Ela estava dentro a conversar com outra senhora. Pelos cabelos grisalhos de ambos, e pelo "ainda" de sua resposta, deduzi que devem estar nesse comércio há muitos anos. Lembrei-me de histórias que minha mãe contava após o casamento com meu pai. Começo dos anos 50. Ela passou a fazer os sorvetes do Bar e Sorveteria do Gimenez, na esquina da rua Paranaguá com a Goiás. Em minha mente, juntaram-se as duas pequenas empresas. Uma fusão de descoberta e reencontro. A descoberta da Gelados Monte Neve me fez reencontrar memórias que me contaram sobe o bar e sorveteria de meus pais.
Findo o sorvete, decido flanar por esta parte de Almada. Placas indicavam o centro histórico. Caminhei em sua direção. Depois de quinze minutos, vejo um prédio, com um letreiro ao meio da fachada frontal - Incrível Almadense. E, pouco acima das três portas amplas, outro letreiro menor: Cine Incrivel. Meu flanar pelo centro de Almada me trouxe à frente daquela que foi a primeira sala de cinema da cidade. Aprendi sobre isso em um documento da Câmara Municipal de Almada que encontrei na Internet.

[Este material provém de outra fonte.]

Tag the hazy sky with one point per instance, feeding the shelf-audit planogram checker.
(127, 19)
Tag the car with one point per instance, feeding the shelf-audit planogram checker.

Ah, as coincidências da vida! Em 1999, após participar de um congresso em Nápoles, sozinho, fui até Foggia passear por uma região da Itália que não conhecia. Sem destino, na manhã do segundo dia, peguei um ônibus para a região litorânea. Desci em Manfredônia, e me dirigi à praia. Um pouco antes de chegar a ela, vi as ruínas do Cinema Impero, que foi o primeiro cinema de Manfredonia. Tirei uma fotografia que até hoje ilustra as edições da Revista Livre de Cinema. Coloco nesta crônica as fotografias dos dois cinemas que o acaso colocou nos meus caminhos separados por pouco mais de 25 anos. Mais uma vez, uma descoberta no presente me leva a um reencontro com o passado.
E, para fechar essa crônica, dois reencontros gastronômicos que surgiram de descobertas. Há dois dias, jantamos em um pequeno restaurante em Cacilhas. Depois de comermos um espeto de tamboril com camarão, resolvi pedir uma sobremesa. No cardápio, entre as opções, vi um doce de nome desconhecido para mim: farófias.  Busquei, mais uma vez, na Internet. Descobri que é a mesma coisa que na minha infância eu adorava. Sobremesa que chamávamos espumas flutuantes. E, no dia seguinte, em Lisboa, na Pastéis de Belém, vi no cardápio uma bebida com o nome groselha. Perguntei ao garçom se era o xarope de groselha. Ele confirmou informando que era servido com gelo e água, com ou sem gás. Nunca havia tomado groselha misturada a água com gás. Foi o que pedi. Muito bom! Descobertas e reencontros na minha viagem por Portugal.
Por fim, no meio da tarde, após o almoço em casa, decidi vir ao Quiosquices, um quiosque no centro do Largo 5 de Outubro em Almada. A dois minutos de onde estamos hospedados. Vim com a ideia de pedir uma groselha com gelo e água com gás. A atendente ficou surpresa. Não servem assim a groselha desse lado do Rio Tejo. Ela deu duas opções: a groselha com pedras de gelo ou o tango. Perguntei o que era. Ela brincou é uma dança! Mas é também um imperial com groselha. Lembra do imperial da primeira crônica portuguesa? Pois é, ele de novo. Uma descoberta recente.
Pedi o tango, sentei-me à sombra em uma das mesas do Quiosquices, e me pus a escrever esta crônica. Logo mais vou dançar outro tango!